La Clède entretient aussi un pôle asile, sujet qui s'est imposé en 2002 : un centre d'accueil des demandeurs (CADA) d'environ 120 places, un hébergement d'urgence pour demandeurs d'asile (HUDA) d'une soixantaine de places, un centre provisoire d'hébergement de trente places et un service jeunes majeurs étrangers (18-21 ans) d'une centaine de places. La Clède s'est aussi emparée du sujet des réfugiés ukrainiens débarqués dès février, sur ses propres moyens dans un premier temps. Ce qui n'empêche pas l'association de s'arracher les cheveux pour des nationalités moins "désirables", aux yeux de l'État français, que les Ukrainiens. "On continue d'attendre désespérément des récépissés de la préfecture pour des gamins qui ont parfois des contrats d'apprentissage", s'indigne Nicolas Ferran.

"En matière d'exclusion, où que tu tournes la tête, il y a un besoin non couvert"

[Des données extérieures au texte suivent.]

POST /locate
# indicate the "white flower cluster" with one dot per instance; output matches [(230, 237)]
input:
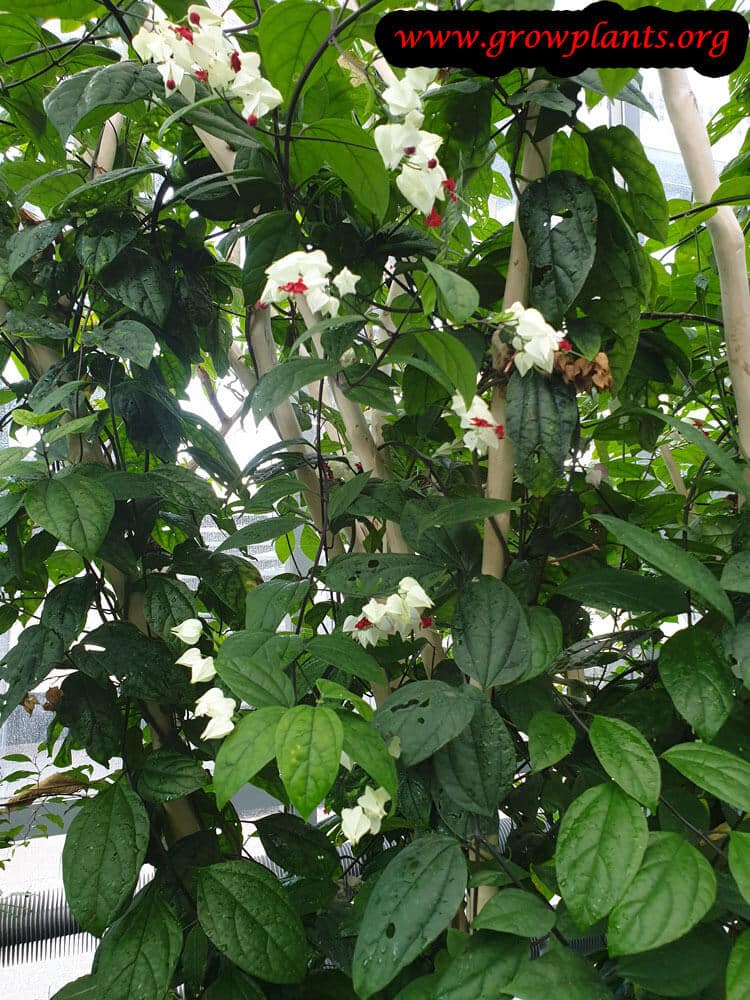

Ce tableau brossé n'évoque même pas la réinsertion professionnelle, symbolisée notamment par la Ressourcerie et le fait que "près de 200 entreprises locales nous font confiance". Avec des activités multipliées par trois en dix ans, tandis que la masse salariale doublait, l'association cherche toujours la compatibilité entre les besoins et les financements. "En matière d'exclusion, où que tu tournes la tête, il y a un besoin non couvert", résume Nicolas Ferran, qui tient absolument au statut associatif et à la variété des réponses qu'il peut apporter, même si sa structure tourne désormais avec un budget supérieur à dix millions d'euros. "Si le secteur se polarise, il y aura forcément une harmonisation des réponses. Si on ne fait que répondre à la commande publique, aux appels à projet, on devient opérateur de l'État, redoute Nicolas Ferran. Sauf qu'on ne se considère pas comme ça. On veut expérimenter, couvrir des besoins qui ne sont pas couverts et proposer. Mais c'est le contraire qui se passe, on met les associations en concurrence, quand le pluralisme associatif assure la complémentarité des offres."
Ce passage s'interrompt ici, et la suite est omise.